The public cannot know until we have licensed inspectors to view them all. Meanwhile, state health inspectors have more important things to do than drive out to the ‘boonies’ to check them out.

Allowing veterinarians to be licensed and to do it would make it a more plausible idea.

Of course, they can only inspect registered dog breeders, and many breeders sell their animals to pet shops without having to show any sort of “clean bill of health.”

While there are problems with any bill introduced or law enacted, this one could have at least been given more of a chance to develop before being shot down.

The real problem I have with the legislature is that it is ready and willing to pass laws to allow Burns Hargis to become president early and move into his house months before he was supposed to — but a bill like this, which is meant to actually protect not only the animals in this state, but also the responsible breeders and owners who love them — is allowed to languish.

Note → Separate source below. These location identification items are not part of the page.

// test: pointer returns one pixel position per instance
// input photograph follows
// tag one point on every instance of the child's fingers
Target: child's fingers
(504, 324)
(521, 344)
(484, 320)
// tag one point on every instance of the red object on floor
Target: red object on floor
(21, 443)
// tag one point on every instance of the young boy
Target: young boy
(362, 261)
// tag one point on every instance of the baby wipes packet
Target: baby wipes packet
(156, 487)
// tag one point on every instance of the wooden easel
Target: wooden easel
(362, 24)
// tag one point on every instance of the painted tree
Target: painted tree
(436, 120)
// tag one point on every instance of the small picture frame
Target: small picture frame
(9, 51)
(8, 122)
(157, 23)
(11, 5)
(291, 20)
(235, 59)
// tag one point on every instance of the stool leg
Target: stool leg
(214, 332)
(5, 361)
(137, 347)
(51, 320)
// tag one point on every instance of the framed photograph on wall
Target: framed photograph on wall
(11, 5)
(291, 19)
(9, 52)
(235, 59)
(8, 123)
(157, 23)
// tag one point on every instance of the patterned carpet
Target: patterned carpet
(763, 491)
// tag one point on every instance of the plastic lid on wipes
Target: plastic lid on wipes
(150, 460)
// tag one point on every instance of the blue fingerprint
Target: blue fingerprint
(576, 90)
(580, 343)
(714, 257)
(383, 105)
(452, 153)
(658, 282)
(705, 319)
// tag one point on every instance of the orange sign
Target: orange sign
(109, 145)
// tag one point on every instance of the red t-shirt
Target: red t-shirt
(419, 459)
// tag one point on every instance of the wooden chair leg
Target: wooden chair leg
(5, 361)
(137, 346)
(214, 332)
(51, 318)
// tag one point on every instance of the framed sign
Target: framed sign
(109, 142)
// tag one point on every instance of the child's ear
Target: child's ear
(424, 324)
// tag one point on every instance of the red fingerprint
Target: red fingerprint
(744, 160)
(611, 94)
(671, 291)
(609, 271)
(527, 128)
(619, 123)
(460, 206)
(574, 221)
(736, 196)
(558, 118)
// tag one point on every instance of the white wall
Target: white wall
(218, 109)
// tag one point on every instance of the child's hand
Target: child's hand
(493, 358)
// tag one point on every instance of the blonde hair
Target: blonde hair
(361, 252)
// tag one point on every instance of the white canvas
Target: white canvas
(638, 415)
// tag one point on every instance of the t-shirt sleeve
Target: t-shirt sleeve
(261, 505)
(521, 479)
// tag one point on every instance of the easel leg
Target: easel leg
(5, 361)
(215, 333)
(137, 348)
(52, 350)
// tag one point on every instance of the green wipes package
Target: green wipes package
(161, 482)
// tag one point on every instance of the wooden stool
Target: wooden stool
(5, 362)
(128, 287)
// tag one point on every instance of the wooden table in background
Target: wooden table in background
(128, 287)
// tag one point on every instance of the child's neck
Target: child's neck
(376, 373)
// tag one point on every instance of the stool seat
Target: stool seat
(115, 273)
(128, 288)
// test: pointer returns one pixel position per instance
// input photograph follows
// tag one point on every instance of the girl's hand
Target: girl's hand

Is it really so important that Hargis takes office early?

I understand that it will allow him to weigh in on the budget, but to make something like that such a priority when those same legislatures don’t give a damn about the welfare of our animals is not only sad, but despicable.

I am in no way stating that the bill introduced to help elect Hargis is not useful or does not have the good of OSU at its heart, but surely people can see the fallacy shown by brushing off another important issue so easily.

Perhaps if animal rights supporters had more money to throw around, much like the way a college brings in revenue for the state, this would be a different story.

Unfortunately, those who support animal rights have more important things to spend money on than lobbying their legislature — like their animals.